Not many people willingly go to the frozen forests of Siberia. In Discovery channel’s newest unscripted series, Siberian Cut, a group of American loggers will journey into the far reaches of Russia’s landscape to claim their stake in the country’s timber industry.
Here’s what you need to know about the American lumberjacks struggling with subzero temperatures, a Russian-English language barrier (as shown in the video above) and the dangerous occupation of cutting down trees.
1. Sean Vann Dreams of His Own Russian Logging Company
Sean Vann has spent the last 17 years running logging operations in Siberia for his Russian bosses, but now he wants to be in charge. Vann returned home to Montana to recruit a group of American loggers struggling to find work in the American timber industry, and offer them the opportunity to come help him in Siberia.
“I invited a bunch of guys down to a local watering hole in a timber community and gave a speech about the opportunity over there,” Vann said in an exclusive interview with Heavy. “I wanted guys looking for an adventure.”
Vann has learned to speak Russian and established a working relationship with the Russian loggers during his time in Siberia. He’s starting his own company that could result in hundreds of thousands of dollars within three months.

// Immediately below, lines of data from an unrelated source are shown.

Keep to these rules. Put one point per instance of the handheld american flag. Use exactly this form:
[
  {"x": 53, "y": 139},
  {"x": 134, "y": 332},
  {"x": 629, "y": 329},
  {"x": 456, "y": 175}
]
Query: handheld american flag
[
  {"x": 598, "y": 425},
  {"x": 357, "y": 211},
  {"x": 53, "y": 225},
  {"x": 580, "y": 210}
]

2. Americans Emigrate to Russia
The logging industry in America has slowed significantly due to the recession, high fuel prices and strict government restrictions. Vann convinces at least four Americans to move away from their families and work for him in the Russian Forest Industry. They will help their boss complete his contract in the limited time provided and with limited resources.
Although the Americans struggled with their new surroundings at first (as seen in the video below), Vann said the group was “amazing to work with and a lot of fun.”
“They were hardworking and knew how to handle conflict. We all got along and respected each other.”
The new guys managed to pick up enough Russian phrases to get by, and some of the Russians on the crew knew English or were learning just like the Americans, according to Vann.
3. Cold War Tensions Slow to Thaw in Siberia
The loggers and their families in Krasnoyarsk still hold deep suspicions of Americans. The town banned anyone from the United States entrance up until 30 years ago. Vann described the towns in the area as living in a post-depression era, with the villages not developing and shrinking due to the youth moving to the cities to find jobs.
4. 8 People Per Square Mile Inhabit Siberia
The geography of Siberia doesn’t accommodate human habitation well, but 30 million people still live within the 5.1 million square mile area. A majority of the Siberian landscape is a boreal forest, or taiga, that consists of spruce, pine and larch trees.
The loggers will face extremely cold temperatures in the Krasnoyarsk Krai forest, with an average of -33 degrees Farenheit in January. Vann describes this as the optimal temperature for logging in Siberia, because of the area’s poor infrastructure.
There’s oceans of timber, but they’re not accessible due to the lack of infrastructure. We move out 200 kilometers from the rail stops and we have to stop because there’s no good roads. It’s too costly to try and haul the logs back to the rails from further out.
When it’s cold, the snow and ice packs on top of the tundra to create sturdy roadways. The locals call it “Siberian Asphalt,” according to Vann.
Siberian Cut Premieres on June 3
Siberian Cut will cover the entire three-month span that Vann tries to obtain a contract to cut millions of dollars worth of timber in the world’s largest forest. If it all works out, Vann hopes his American team will come back.
“They did well and performed well. There was a great dynamic between them and the Russians.”
The docuseries premieres tonight at 10 p.m on the Discovery Channel after the popular Deadliest Catch.